Bremen (Weltexpresso) – Es sei irritierend gewesen, dass die Politik die Bundeswehr alleingelassen habe, als am 30. Juni die letzten deutschen Soldatinnen und Soldaten aus Afghanistan zurückkehrten,  klagte Heribert Prantl vor ein paar Tagen in der Süddeutschen Zeitung.. Sie seien ja nicht aus einem Manöver gekommen, sondern aus einem zwanzigjährigen Krieg, der 12,5 Milliarden Euro gekostet habe.

Damit greift der Chefkolumnist des Blattes auf die niedrigste Summe zurück, die in diesem Zusammenhang genannt wird. Andere Quellen beziffern die Kosten auf  47 Milliarden Euro. Der Kreisrat Axel Mayer aus Endingen wollte es genau wissen und bat den Bundesrechnungshof um Auskunft.  Der Präsident der Behörde, Kay Scheller, antwortete ebenso kühl wie kleinlaut,  dass die Ermittlung der Kosten des Bundeswehreinsatzes in Afghanistan komplex sei; er könne keine allgemein akzeptierte Zahl zu den deutschlandfunk.dekurtKosten des Afghanistan-Einsatzes nennen.

Brach ein Sturm der Entrüstung in der Öffentlichkeit los? Schließlich wurde jeder einzelne Euro vom Bundestag bewilligt. Wussten die Abgeordneten denn nicht, wofür das Geld verwendet werden soll? Das ist völlig unvorstellbar und im Nachhinein fragt man sich, wozu sich Abgeordnete wählen lassen, wenn ihnen die Verwendung der Steuergelder ihrer Wähler gleichgültig zu sein scheint. Glauben manche von ihnen immer noch, was der damals verantwortliche Bundesverteidigungsminister Peter Struck von den Sozialdemokraten dem Parlament auftischte, um die deutsche Beteiligung an dem von den USA ausgerufenen Krieg gegen den Terror zu begründen?
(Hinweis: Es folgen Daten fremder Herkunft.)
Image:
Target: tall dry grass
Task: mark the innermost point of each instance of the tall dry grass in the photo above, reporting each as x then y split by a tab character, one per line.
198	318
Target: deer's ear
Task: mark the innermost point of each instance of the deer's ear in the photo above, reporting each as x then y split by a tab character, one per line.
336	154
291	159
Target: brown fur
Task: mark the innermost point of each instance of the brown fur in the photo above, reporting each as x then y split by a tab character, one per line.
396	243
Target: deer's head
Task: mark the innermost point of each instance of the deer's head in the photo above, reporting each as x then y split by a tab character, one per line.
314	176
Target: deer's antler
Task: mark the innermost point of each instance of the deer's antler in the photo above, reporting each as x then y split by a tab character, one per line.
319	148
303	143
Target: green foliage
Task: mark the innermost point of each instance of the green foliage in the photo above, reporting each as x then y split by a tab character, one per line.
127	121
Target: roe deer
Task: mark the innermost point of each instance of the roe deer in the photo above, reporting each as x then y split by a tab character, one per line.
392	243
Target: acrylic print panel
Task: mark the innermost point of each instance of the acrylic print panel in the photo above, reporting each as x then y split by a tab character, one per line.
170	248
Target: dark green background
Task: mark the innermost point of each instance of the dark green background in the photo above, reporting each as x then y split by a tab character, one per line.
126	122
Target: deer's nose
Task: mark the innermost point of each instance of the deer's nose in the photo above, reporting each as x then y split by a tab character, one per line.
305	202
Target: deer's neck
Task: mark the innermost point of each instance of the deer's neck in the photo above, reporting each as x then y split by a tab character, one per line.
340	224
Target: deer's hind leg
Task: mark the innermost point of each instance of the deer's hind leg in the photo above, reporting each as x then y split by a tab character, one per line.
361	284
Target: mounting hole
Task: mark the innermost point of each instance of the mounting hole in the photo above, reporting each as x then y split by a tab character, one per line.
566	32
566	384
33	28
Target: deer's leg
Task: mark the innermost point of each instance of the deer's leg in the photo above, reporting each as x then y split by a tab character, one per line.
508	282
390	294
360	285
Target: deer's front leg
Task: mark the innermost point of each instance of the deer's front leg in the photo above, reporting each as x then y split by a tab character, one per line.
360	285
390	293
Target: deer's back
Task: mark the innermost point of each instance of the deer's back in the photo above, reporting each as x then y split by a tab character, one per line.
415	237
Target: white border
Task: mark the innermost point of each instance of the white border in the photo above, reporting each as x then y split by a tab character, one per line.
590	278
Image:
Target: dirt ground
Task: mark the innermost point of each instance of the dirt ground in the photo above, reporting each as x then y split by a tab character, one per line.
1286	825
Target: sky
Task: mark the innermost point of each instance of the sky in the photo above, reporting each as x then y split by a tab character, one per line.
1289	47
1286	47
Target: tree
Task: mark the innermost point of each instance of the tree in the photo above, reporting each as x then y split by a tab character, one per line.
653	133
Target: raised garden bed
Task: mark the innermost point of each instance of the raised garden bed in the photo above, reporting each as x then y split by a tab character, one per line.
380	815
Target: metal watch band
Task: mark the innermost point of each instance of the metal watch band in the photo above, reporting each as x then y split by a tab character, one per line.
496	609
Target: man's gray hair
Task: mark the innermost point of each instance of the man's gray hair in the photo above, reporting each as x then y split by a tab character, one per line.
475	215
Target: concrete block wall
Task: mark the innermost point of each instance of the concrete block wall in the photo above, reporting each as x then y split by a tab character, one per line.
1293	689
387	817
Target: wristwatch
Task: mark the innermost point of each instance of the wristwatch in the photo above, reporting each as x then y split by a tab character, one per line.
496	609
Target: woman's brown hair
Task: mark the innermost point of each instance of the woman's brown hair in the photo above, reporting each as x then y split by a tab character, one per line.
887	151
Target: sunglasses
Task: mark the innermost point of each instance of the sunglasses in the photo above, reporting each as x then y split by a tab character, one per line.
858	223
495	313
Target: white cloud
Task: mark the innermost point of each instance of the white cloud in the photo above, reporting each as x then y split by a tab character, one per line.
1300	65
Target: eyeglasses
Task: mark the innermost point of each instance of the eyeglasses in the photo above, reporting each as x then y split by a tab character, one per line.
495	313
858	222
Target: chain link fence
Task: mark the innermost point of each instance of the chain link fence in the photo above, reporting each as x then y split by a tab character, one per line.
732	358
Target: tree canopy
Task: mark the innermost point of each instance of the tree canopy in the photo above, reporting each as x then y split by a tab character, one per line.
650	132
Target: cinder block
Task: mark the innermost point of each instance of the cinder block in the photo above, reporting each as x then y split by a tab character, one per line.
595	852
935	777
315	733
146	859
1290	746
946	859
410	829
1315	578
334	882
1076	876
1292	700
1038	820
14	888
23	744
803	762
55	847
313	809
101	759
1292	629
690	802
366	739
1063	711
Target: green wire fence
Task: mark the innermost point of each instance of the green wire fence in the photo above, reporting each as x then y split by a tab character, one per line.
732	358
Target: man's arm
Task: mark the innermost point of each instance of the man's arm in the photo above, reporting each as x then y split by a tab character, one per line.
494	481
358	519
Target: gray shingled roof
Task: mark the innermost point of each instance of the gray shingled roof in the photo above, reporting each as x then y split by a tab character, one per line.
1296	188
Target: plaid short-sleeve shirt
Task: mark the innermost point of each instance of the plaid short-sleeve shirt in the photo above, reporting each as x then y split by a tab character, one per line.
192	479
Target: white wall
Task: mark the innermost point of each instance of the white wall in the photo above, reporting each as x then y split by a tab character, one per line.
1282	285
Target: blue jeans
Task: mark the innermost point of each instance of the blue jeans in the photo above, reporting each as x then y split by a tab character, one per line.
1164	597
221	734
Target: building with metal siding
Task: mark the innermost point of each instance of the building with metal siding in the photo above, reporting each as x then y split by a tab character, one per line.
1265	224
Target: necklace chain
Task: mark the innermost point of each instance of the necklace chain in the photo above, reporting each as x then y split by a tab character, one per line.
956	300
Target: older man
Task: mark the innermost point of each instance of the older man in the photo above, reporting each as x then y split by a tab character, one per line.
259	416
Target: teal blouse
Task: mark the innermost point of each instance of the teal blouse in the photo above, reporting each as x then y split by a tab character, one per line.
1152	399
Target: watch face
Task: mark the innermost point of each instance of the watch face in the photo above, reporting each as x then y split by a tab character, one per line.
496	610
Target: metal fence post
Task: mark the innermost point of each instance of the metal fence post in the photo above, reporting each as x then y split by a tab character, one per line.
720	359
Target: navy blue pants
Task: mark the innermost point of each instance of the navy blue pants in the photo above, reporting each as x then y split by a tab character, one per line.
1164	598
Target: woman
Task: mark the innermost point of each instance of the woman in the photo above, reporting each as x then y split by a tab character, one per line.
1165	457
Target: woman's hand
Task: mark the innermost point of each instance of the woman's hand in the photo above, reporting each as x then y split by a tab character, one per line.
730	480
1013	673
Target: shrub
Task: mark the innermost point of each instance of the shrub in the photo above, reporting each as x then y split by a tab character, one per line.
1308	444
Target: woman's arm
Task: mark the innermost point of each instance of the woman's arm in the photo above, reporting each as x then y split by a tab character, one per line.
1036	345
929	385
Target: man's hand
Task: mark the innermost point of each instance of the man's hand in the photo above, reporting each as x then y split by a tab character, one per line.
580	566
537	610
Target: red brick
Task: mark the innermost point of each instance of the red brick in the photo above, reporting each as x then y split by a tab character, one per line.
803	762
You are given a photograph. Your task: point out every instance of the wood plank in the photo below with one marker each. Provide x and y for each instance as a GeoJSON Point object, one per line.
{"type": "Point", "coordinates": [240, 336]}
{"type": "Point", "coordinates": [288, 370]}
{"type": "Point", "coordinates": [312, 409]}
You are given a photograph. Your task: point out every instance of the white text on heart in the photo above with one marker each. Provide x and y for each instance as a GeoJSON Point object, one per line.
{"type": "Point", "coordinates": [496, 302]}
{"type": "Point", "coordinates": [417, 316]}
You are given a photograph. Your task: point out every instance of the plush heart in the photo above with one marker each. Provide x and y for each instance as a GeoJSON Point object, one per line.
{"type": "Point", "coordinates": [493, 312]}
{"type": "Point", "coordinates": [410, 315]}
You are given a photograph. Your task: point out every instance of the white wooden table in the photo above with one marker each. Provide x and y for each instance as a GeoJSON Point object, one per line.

Die Bundeswehr werde in Afghanistan nur noch gebraucht, die humanitäre Versorgung zu organisieren, sagte Struck am 16. November 2001  im Bundestag. Wer wolle denn ernsthaft widersprechen, wenn Deutschland Sanitätskräfte vor allem zur Evakuierung und Rettung von verwundeten Zivilisten bereitstelle. Bedurfte es dazu der Vertrauensfrage, die Strucks Parteifreund Gerhard Schröder seinerzeit mit der Abstimmung über den Afghanistan-Einsatz verbunden hatte? Er sei der erste Bundeskanzler, der sein Schicksal mit einer Zustimmung zu Kriegseinsätzen verbinde,  erklärte der Abgeordnete Roland Klaus namens der Partei des demokratischen Sozialismus, der Vorgängerin der Linksparte, woraufhin ihm aus den Reihen der SPD-Fraktion zugerufen wurde, er rede dummes Zeug.

Während der vergangenen zwanzig Jahre waren  150 000 Soldatinnen und Soldaten zum Kriegseinsatz in Afghanistan, 59 verloren dort ihr Leben.  Wie das Verteidigungsministerium auf Anfrage der Linksfraktion mitteilte, steigt die Zahl der Soldaten, die wegen einsatzbedingter psychischer Probleme in Behandlung sind. Die Zahl der traumatisierten Bundeswehrangehörigen belief sich im vergangenen Jahr auf 1 116. Am 31. August soll nun mit einem Großen Zapfenstreich nachgeholt werden, was die Bundesregierung  versäumt hat, als die letzten deutschen Soldaten aus Afghanistan nach Deutschland zurückkehrten.

Die Abwesenheit der Politik bei der sang- und klanglosen Rückkehr  insinuiert nach Darstellung Heribert Prantls eine Frage, die offiziell nicht gestellt werde: Ob am Ende alles umsonst gewesen sei. In wenigen Monaten werden die Taliban, die das Land am Hindukusch schon jetzt  zur Hälfte kontrollieren, Afghanistan vermutlich  vollständig beherrschen. Bis dahin sorgen türkische Soldaten dafür, dass der Flughafen der Haupstadt  den Fluchtweg für die amtierende Regierung in Kabul offen hält. Dann werden die Karten im strategischen Spiel neu gemischt  und im neu gewählten Bundestag werden sich die Abgeordneten fragen müssen, wie viel Milliarden Euro ihnen die nächsten Auslandseinsätze wert sind.